Here are 15 ways you can identify the stock discussion board ramper. I’ve seen the same behaviors in the stock rampers across many stock forums. Once you know the warning signs, you can learn to spot the ramper much more easily:
1. The rampers post exorbitant stock price predictions.
2. The rampers warn others they better get in now or else. Their "buy now" posts almost sound like threats.
3. They attack those who disagree with their lofty predictions. They cannot back up their arguments with a rational discussion, so they resort to petty name calling and telling others who disagree with them that they are "full of it."
4. They are not open minded. You cannot have an intelligent discussion with these types. They will do whatever they can to discredit those who disagree with them by spreading false information. They are very often antagonistic.
5. They post their predictions over and over and over desperately hoping to move the market. They never do, because what they say is insignificant to the market. That is because no one knows who they are (see below).
6. The rampers rarely (if ever) backs up their predictions with concrete, specific numbers - if they do, projected sales numbers are way beyond what the company, analysts, and industry insiders say is realistic. But somehow, according to them, even people in the company are overly PESSIMISTIC when it comes to their own sales projections.
7. They post anonymously - they are no-names in the financial world or the particular industry that the company is involved in. Credible people who make lofty stock price predictions will often post their real names – or link to articles they have published - so others can get a feel for their pedigree and can research their background. The vast majority of credible stock market heavyweights do not post in discussion forums. If they do, they usually tell people who they are and can prove it.
8. Oftentimes the rampers are hired by boiler room operations. Their pay grade is whatever you could imagine a company would pay someone to post on Internet forums – not much above minimum wage.
9. Rampers often talk of a fictitious track record in predictions - legends in their own mind. They rattle off all their past “accurate” predictions including that the sun was going to rise in the east today.
10. It is obvious that the rampers have an agenda on the discussion board. They are not objective about the financial environment, the company, management, etc. Their posts carry the same one-sided theme. Bad news is good news in reverse.
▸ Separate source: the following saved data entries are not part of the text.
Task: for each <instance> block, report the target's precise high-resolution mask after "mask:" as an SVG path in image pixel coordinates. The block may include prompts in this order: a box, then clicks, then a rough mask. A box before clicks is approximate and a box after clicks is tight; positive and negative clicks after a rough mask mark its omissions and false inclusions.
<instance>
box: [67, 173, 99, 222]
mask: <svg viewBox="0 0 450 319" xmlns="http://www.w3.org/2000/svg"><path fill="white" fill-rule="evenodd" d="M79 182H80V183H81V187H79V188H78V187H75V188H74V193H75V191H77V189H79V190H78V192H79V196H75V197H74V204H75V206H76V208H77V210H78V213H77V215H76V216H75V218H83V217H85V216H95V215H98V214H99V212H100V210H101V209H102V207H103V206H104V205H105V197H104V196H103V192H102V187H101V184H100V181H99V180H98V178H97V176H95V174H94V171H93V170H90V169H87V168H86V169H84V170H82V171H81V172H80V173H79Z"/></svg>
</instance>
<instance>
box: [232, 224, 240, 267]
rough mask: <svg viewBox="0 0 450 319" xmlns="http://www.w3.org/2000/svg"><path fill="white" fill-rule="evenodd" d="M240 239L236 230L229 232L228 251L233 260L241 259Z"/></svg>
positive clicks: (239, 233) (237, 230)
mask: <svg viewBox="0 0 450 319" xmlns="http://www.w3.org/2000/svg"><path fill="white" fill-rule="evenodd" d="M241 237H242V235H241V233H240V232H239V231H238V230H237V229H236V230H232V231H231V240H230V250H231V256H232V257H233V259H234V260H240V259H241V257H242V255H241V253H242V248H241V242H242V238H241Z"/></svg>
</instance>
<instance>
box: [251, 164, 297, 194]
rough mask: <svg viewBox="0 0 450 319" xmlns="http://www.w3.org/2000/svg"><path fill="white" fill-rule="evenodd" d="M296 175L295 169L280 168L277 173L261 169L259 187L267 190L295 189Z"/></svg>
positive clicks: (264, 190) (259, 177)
Any good news (even modest good news) is an affirmation of how the stock is going to appreciate to incredible levels shortly.
11. They appear to be rabid on their support of the company – beyond a reasonable amount of enthusiasm, the ramper comes across as almost crazed in his/her excitement.
12. Rampers are egotistical, and it comes across in their posts. Anyone who does not agree with them is an “idiot,” even those who are esteemed in their respective field. They are not respectful of those who disagree with their predictions.
13. When the stock is on a run, the ramping intensifies – the stock is “going to the moon.” This, incidentally, is often a great time to sell the stock. Remember, no one every went broke taking profits.
14. When the stock is in a lull, the ramping may intensify in a desperate attempt to do a quick pump and dump scheme.
15. The ramper will unceremoniously dump the stock when their mission has been accomplished. Those remaining in the stock are now deemed to be “bagholders” by the pumper.
The rampers continue their agenda over and over. It happens on every stock discussion board – especially on penny stock boards, when pump and dump operators and boiler room operators feel they can have an impact on a thinly traded stock.
Fortunately, with practice, we can learn to spot the ramper once we know the red flags. With experience, you get an intuitive feel about various posters on the Internet – even with the anonymous nature of these stock forums.
Learn to spot the slithery ramper, and you'll be a better investor.